看護師国家試験は合格基準が設けられています。問題の種類は、必修問題、一般問題、状況設定問題があります。点数の配分は、必修問題と一般問題は各1点、状況設定問題は各2点となっており、ぜんぶで240問出題され、300点満点となっています。
そのうち必修問題は80%以上の正答率が絶対条件になります。一般問題と状況設定問題については、毎年60%~70%の間で推移しています。なお、合格基準はその年ごとに決められるため、毎年変わります。

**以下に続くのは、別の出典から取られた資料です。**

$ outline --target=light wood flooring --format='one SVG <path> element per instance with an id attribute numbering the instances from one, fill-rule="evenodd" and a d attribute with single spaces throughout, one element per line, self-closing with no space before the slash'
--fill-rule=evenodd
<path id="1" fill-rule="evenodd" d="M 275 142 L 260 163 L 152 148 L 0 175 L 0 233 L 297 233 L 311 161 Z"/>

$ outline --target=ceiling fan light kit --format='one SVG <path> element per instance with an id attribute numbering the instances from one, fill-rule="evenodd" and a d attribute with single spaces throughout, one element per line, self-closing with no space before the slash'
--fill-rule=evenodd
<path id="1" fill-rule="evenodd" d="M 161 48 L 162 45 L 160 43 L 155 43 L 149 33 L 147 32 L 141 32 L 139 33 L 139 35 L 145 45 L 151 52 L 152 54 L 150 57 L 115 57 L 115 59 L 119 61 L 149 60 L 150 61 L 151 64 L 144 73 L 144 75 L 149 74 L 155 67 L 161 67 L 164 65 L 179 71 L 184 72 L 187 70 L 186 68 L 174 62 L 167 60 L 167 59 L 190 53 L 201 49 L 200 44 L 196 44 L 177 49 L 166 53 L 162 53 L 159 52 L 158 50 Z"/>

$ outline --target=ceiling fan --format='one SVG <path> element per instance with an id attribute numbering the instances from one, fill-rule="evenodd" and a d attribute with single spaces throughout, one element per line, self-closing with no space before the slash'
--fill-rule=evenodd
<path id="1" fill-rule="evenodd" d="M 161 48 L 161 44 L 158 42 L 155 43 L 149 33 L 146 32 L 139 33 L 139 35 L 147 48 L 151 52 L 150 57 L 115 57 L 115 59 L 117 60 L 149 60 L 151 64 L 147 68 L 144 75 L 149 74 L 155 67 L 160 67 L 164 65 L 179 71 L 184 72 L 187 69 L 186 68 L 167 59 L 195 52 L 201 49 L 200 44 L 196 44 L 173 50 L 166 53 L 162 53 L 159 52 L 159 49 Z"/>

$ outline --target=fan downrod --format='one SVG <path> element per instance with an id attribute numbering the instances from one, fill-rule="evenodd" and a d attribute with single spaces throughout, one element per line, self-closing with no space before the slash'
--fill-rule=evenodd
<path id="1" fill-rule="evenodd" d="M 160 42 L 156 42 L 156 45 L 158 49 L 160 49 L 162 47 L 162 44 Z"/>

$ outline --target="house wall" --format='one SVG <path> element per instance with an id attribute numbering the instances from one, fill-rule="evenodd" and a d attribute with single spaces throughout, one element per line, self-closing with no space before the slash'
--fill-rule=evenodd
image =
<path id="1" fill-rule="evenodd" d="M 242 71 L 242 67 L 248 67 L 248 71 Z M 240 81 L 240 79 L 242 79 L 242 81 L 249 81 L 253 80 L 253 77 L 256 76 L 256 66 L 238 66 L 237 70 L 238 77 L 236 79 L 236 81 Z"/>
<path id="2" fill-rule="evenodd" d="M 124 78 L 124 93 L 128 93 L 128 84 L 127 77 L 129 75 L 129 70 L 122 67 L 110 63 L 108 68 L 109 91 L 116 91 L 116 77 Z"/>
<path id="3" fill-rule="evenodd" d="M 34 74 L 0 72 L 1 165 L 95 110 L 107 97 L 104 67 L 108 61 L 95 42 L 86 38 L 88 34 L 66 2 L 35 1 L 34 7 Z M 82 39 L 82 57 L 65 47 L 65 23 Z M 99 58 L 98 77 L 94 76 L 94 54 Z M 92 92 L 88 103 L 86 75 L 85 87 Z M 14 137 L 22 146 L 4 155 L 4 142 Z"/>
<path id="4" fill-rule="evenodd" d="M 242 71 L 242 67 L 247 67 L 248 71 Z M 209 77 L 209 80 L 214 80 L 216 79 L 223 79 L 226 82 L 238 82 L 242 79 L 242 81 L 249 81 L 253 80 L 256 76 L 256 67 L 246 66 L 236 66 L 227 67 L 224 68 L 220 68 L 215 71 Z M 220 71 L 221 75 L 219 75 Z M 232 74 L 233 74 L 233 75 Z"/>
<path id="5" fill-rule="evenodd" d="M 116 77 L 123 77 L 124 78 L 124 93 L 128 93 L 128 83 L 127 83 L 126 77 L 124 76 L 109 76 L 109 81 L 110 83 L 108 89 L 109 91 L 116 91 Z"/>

合格基準を見ると、必修問題が80%以上、一般問題と状況設定問題が60%~70%以上の正答率であることから、かなりの難関と思われます。ナースの仕事は人の生命に関わるものであり、それだけ重要で責務のある仕事であることからも、合格ラインが高いところに設定されてあるのはむしろ当然のことといえます。
しかし、看護師国家試験の合格率は非常に高く、毎年90%前後を維持しています。つまり、ナースを養成する学校で教育を受け、まじめに勉強して卒業すれば、合格する可能性はとても高い試験でもあります。
ちなみに、2009年に行われた第98回看護師国家試験において、試験問題が漏洩する事件がありました。JA広島厚生連尾道看護専門学校で、当日の試験問題と酷似した内容の模擬試験を事前に行っていたというものでした。そのため、同校の卒業者に対し、漏洩対象外の問題の正答率から合格基準が設けられることになりました。結果的に生徒は全員合格となったようです。